At the time, a hurricane had devastated Puerto Rico, multiple earthquakes had hit up and down Mexico, and the air was so toxic in Northern California that it snuck through the cracks and crevices and into closed door houses. I remember nursing my 14-month-old daughter, wondering about the world that she would inherit, the world that I was passing on to her. I kept remembering the quote from Chief Seaettle, “ We do not inherit the Earth from our ancestors, we borrow it from our children.” What was this world that I was leaving from them? Working for a social justice school, where curriculum should be directly linked to the daily lives of our students and the communities we serve, I noticed that even we hit the mark, there was so much that we weren’t preparing our students for – namely how to live in a climate related world. No amount of activism, of organizing will erase the fact that climate change is real. There are processes in places that we cannot change. Given this reality, we need to prepare our youth to live in the newest incarnation of the world. No amount of positive thinking would change that reality. While we still need to fight to lessen the impact of climate change, it’s reality is no longer a hypothetical but a reality.

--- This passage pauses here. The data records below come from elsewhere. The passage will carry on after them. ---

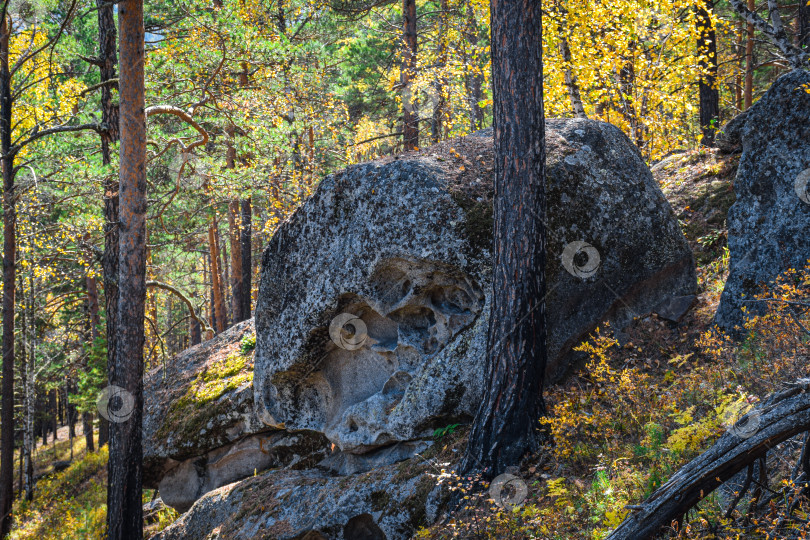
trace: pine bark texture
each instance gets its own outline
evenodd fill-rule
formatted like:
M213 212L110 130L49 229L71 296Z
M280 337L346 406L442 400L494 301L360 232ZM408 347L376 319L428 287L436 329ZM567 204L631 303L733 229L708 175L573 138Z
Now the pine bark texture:
M463 469L504 472L537 448L546 364L541 6L493 0L494 279L486 396Z
M0 538L11 530L14 499L14 296L16 294L17 212L14 156L11 154L10 26L0 22L0 151L3 168L3 382L0 412Z
M118 343L112 385L131 394L123 421L110 423L107 538L143 538L141 488L143 448L143 347L146 300L146 114L144 107L143 0L118 4L121 54L120 222ZM124 401L123 404L126 404ZM116 404L111 401L111 409Z
M242 305L241 317L243 321L251 317L251 295L253 287L253 237L252 237L252 221L253 209L251 200L242 199L240 202L242 211L242 223L239 229L239 240L242 243Z
M105 0L96 0L98 9L99 59L101 60L101 80L117 77L118 36L115 26L115 6ZM119 140L118 105L112 98L112 88L101 90L101 123L105 131L101 134L101 160L104 165L112 161L110 145ZM104 307L107 314L107 379L115 365L115 351L118 342L118 179L109 176L104 181L104 255L102 257L104 281ZM99 418L98 446L109 440L109 422Z
M208 226L208 249L211 262L211 300L213 326L217 334L225 331L225 301L222 298L222 271L219 266L219 242L216 215Z
M703 71L699 83L701 144L713 146L720 122L720 90L717 87L717 32L712 23L711 0L698 4L695 24L698 28L698 66Z
M748 10L756 9L756 1L748 0ZM754 103L754 25L748 23L745 27L745 89L743 90L743 110Z
M242 315L242 242L240 238L241 215L239 201L228 203L228 236L231 243L231 312L233 323L245 320Z
M411 80L416 76L416 0L402 0L402 139L405 151L419 146L417 118Z

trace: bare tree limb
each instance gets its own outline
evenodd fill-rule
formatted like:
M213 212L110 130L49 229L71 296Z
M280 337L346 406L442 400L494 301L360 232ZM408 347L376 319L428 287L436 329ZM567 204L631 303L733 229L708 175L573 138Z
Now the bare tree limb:
M810 379L799 379L773 394L762 407L740 420L745 435L730 429L706 452L687 463L619 525L608 540L653 538L678 520L720 484L764 458L791 437L810 430Z
M756 13L749 11L748 7L742 2L742 0L729 0L729 2L731 3L731 7L734 8L734 11L736 11L737 14L745 20L745 22L753 25L754 28L771 39L773 44L776 45L776 47L780 50L785 60L790 63L791 67L802 67L802 65L807 61L808 57L810 57L810 54L802 51L800 48L790 43L790 40L788 39L782 25L782 17L779 15L779 8L776 5L775 0L768 0L768 11L770 12L772 24L768 24L765 19Z
M150 116L154 116L156 114L170 114L172 116L176 116L186 122L188 125L193 127L197 130L197 133L200 134L200 138L188 146L184 146L182 143L180 144L181 149L183 152L190 152L191 150L197 148L198 146L203 146L208 144L208 132L203 129L203 127L197 123L194 118L191 117L189 113L181 109L180 107L175 107L174 105L152 105L151 107L146 108L146 117L149 118Z
M109 80L106 80L106 81L101 81L100 83L94 84L93 86L88 86L87 88L82 90L79 95L81 97L84 97L87 94L89 94L90 92L94 92L95 90L98 90L100 88L104 88L105 86L118 86L118 78L116 77L115 79L109 79Z
M168 283L163 283L162 281L154 281L154 280L147 281L146 286L147 287L157 287L158 289L163 289L164 291L169 291L170 293L174 294L177 298L179 298L180 300L183 301L183 303L186 305L186 307L188 307L188 311L191 314L191 318L194 319L195 321L197 321L198 323L200 323L200 326L203 327L203 332L208 332L209 330L211 332L214 331L213 328L208 326L208 323L205 322L205 319L203 319L197 313L197 310L194 307L194 304L191 303L191 300L189 300L189 298L185 294L180 292L180 290L177 289L176 287L173 287L172 285L169 285Z

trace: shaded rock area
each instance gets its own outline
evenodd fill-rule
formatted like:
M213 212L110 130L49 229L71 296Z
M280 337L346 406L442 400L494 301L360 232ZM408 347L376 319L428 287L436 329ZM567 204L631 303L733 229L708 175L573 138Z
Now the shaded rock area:
M430 458L352 476L271 470L206 494L153 540L410 538L448 500L435 472Z
M810 73L780 77L738 127L742 157L728 214L729 277L715 322L728 331L759 285L810 259Z
M551 120L546 141L556 381L597 324L621 328L659 306L677 318L696 278L669 204L618 128ZM474 415L492 180L484 131L321 182L264 253L254 376L263 421L361 454Z
M327 446L326 439L313 432L252 435L179 463L161 479L158 489L166 504L185 512L209 491L258 471L313 467L328 455Z

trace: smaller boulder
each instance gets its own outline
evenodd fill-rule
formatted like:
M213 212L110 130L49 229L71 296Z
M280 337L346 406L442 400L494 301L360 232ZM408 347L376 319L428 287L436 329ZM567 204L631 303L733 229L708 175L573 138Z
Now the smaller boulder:
M740 128L742 156L728 212L729 276L715 322L739 332L760 285L810 259L810 73L781 76Z

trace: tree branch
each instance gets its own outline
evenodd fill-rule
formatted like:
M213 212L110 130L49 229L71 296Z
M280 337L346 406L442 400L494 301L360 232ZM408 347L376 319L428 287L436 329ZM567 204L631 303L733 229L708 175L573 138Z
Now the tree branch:
M151 107L146 108L146 117L149 118L150 116L154 116L156 114L170 114L172 116L176 116L186 122L188 125L193 127L197 130L200 134L200 139L194 141L188 146L183 145L180 143L180 147L183 152L189 152L198 146L203 146L208 144L208 132L203 129L203 127L191 117L189 113L181 109L180 107L175 107L174 105L152 105Z
M158 289L163 289L164 291L169 291L170 293L174 294L177 298L183 301L183 303L188 307L188 311L191 314L191 318L200 323L200 326L203 327L203 332L214 332L214 329L208 326L205 320L197 314L197 310L194 308L194 304L191 303L191 300L180 292L179 289L169 285L168 283L163 283L162 281L147 281L147 287L157 287Z
M742 0L729 0L729 2L731 3L731 7L734 8L734 11L736 11L745 22L753 25L754 28L771 38L773 44L782 52L782 55L785 60L790 63L791 67L800 68L807 61L810 54L795 47L790 43L790 40L788 40L775 0L768 0L768 11L770 12L773 25L768 24L765 19L753 11L749 11Z
M687 463L636 511L630 513L608 540L653 538L701 499L739 471L764 458L776 445L810 429L810 379L799 379L768 398L744 417L745 435L727 431L706 452ZM749 429L750 428L750 429Z
M98 90L99 88L104 88L105 86L118 86L118 78L108 79L106 81L101 81L98 84L94 84L93 86L90 86L90 87L85 88L84 90L82 90L82 92L79 95L81 97L84 97L87 94L89 94L90 92Z

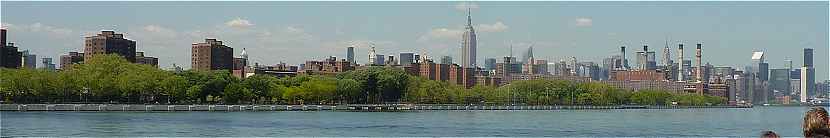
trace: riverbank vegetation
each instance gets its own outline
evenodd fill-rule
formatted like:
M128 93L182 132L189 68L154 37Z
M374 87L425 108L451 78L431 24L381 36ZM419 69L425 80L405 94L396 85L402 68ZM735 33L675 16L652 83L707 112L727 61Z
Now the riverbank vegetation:
M565 80L514 81L500 87L465 89L386 67L336 76L254 75L238 79L228 71L164 71L132 64L116 55L96 56L58 72L0 69L0 92L5 103L720 105L725 101Z

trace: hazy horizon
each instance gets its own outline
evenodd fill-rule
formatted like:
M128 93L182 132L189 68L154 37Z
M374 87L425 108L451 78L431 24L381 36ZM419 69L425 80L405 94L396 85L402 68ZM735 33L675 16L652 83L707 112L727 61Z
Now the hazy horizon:
M3 1L8 41L38 58L83 51L83 37L115 30L137 41L137 51L159 66L190 68L190 44L218 38L251 63L300 64L327 56L366 63L372 42L379 54L450 55L460 62L466 8L484 59L521 56L533 45L536 59L575 56L601 63L627 45L628 59L648 44L662 58L670 41L703 43L704 63L743 70L753 50L764 50L770 68L802 64L813 48L816 80L828 79L828 2L24 2ZM694 49L686 48L691 60ZM40 63L40 62L38 62Z

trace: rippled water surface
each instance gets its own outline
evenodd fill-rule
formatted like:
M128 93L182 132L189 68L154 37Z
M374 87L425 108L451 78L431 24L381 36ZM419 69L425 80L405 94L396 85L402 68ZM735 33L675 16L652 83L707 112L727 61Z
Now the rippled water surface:
M1 136L800 136L806 107L421 112L0 112Z

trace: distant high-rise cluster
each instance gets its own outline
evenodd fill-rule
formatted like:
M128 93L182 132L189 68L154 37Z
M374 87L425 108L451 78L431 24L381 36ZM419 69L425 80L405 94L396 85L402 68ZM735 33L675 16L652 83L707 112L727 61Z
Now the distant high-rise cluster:
M355 50L358 46L349 45L345 47L345 58L327 56L307 60L296 66L282 62L261 65L249 58L248 50L245 48L242 48L238 56L234 56L234 48L223 41L209 38L204 42L191 44L191 68L229 70L233 76L244 79L254 74L277 77L297 74L335 75L361 68L386 67L467 88L474 85L500 86L517 80L532 79L591 81L623 90L659 89L676 93L720 96L732 105L790 102L809 104L826 100L826 92L830 89L830 81L816 84L814 53L811 48L803 49L802 65L794 65L788 60L789 64L786 67L774 68L770 67L765 59L769 53L762 50L752 51L750 60L747 60L748 64L741 67L712 65L703 60L702 42L694 43L693 57L686 57L688 53L684 48L688 47L684 47L683 42L675 45L666 40L662 50L659 47L656 50L649 49L646 44L642 44L642 49L628 44L614 45L610 46L614 47L610 48L612 54L602 57L601 62L590 61L591 58L582 55L579 58L560 56L558 59L534 55L539 53L534 53L533 45L528 46L520 53L521 56L517 57L513 55L511 44L509 53L503 57L484 57L484 66L479 66L476 60L478 38L471 14L471 10L467 9L466 24L463 33L460 34L460 47L456 47L452 54L428 55L424 51L391 52L384 49L383 45L369 43L368 46L360 46L367 48L360 49L367 52L367 57L361 57L363 60L356 59ZM19 49L19 44L7 42L6 37L6 29L0 29L0 67L38 68L38 56L34 51ZM83 51L70 51L60 56L60 70L69 70L103 54L114 54L132 63L158 67L158 58L137 51L137 42L127 39L124 34L110 30L101 31L99 34L86 36L83 40ZM618 46L619 53L616 50ZM661 54L657 54L661 51ZM676 53L673 55L672 52ZM749 54L748 51L745 52L744 54ZM42 69L56 70L52 58L42 55L41 57ZM457 58L457 61L454 61L453 57ZM632 58L631 64L629 58ZM182 69L174 64L172 70Z
M4 68L28 68L28 69L46 69L57 70L52 58L41 58L38 63L38 56L29 50L18 51L14 43L7 43L7 30L0 29L2 34L2 45L0 45L0 67ZM74 64L83 64L84 61L90 60L103 54L115 54L123 57L129 62L138 64L148 64L158 67L158 58L144 56L144 52L136 52L136 42L124 38L123 34L115 33L115 31L101 31L101 33L94 36L84 37L84 52L69 52L66 55L60 56L60 68L62 70L71 69ZM40 64L40 67L38 67Z

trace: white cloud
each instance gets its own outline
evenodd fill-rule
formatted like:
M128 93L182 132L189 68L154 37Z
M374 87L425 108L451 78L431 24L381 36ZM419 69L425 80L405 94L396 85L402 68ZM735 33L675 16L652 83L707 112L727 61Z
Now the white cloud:
M591 18L576 18L576 26L590 27L594 25L594 20Z
M72 29L55 27L50 25L45 25L43 23L33 23L30 25L16 25L10 23L2 23L2 28L6 28L9 30L21 31L21 32L33 32L33 33L46 33L49 37L61 37L66 38L69 36L73 36Z
M471 2L462 2L455 5L455 9L459 11L467 11L467 9L478 9L478 5Z
M236 18L236 19L230 20L228 22L225 22L225 25L227 25L229 27L235 27L235 28L247 28L247 27L254 26L254 24L251 23L251 21L248 21L248 20L245 20L245 19L242 19L242 18Z
M480 32L504 32L508 28L510 27L499 21L494 24L479 24L476 29Z
M317 38L305 31L305 29L288 26L274 30L264 30L258 32L258 41L266 45L274 45L280 43L309 43Z
M463 33L464 30L462 29L435 28L418 38L418 41L458 40L461 38L461 34Z
M181 53L189 53L190 47L187 46L193 40L183 35L184 33L161 25L135 26L124 31L116 31L124 33L124 37L128 39L135 40L138 45L136 51L144 51L147 56L164 59L163 62L159 63L162 66L172 65L176 62L181 64L186 61L187 57Z
M31 31L33 32L46 32L54 36L68 36L72 34L72 30L43 25L41 23L34 23L32 25L29 25L29 29L31 29Z
M173 31L172 29L168 29L159 25L147 25L141 28L143 32L149 33L153 36L160 36L160 37L176 37L178 33Z
M3 29L9 28L10 25L12 25L12 24L0 22L0 28L3 28Z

At my job, I had dropped to 80% to finish my doctorate in theology. I had received multiple emails from my program, ‘early registration now open,’ then ‘registration now open’, to ‘late registration now open’ and finally an email from the people at registration asking me why I hadn’t signed up for any classes. I realized that my pragmatic anxiety had prevented me from signing up for classes. Because if I signed up, it would mean that I was assuming a ‘business as usual’ model’ where the world would be the same in twenty or thirty years as it was today. And I firmly didn’t believe that. And that reality, for good or bad, is no longer a possibility. So, I quit my doctorate program. I wrote a letter of apology to my advisor and the teachers who had nurtured my intellectual spirit. It was the first time I had thought of leaving my PhD program without a feeling of loss.


At first, I was at a bit of a loss in terms of what I should during the 20% of the time that I was calling my own. I could relax, take a day to rest, restore, heal that which is always inevitably damaged at organizations posing as social justice organizations. Yet, no amount of inner peace would change the world that our children are inheriting. The week before my supposed break, I took a long shower, marveling at the wonder of having clean water, wondering when that would no longer be an option. Would no longer be a possibility for our children. And I decided that I would be part of the change. I needed to shift my world, my work to teaching our students how to survive in the world in which they are inheriting. More than that, they need to learn how to thrive.


Mycelium Youth Network is my answer to the question, ‘how will our young people face climate change with open eyes’. I, and others, will help them create a toolkit that they can use to make the necessary changes in their smaller communities. Join us in our movement to prepare our students for the world they will inherit.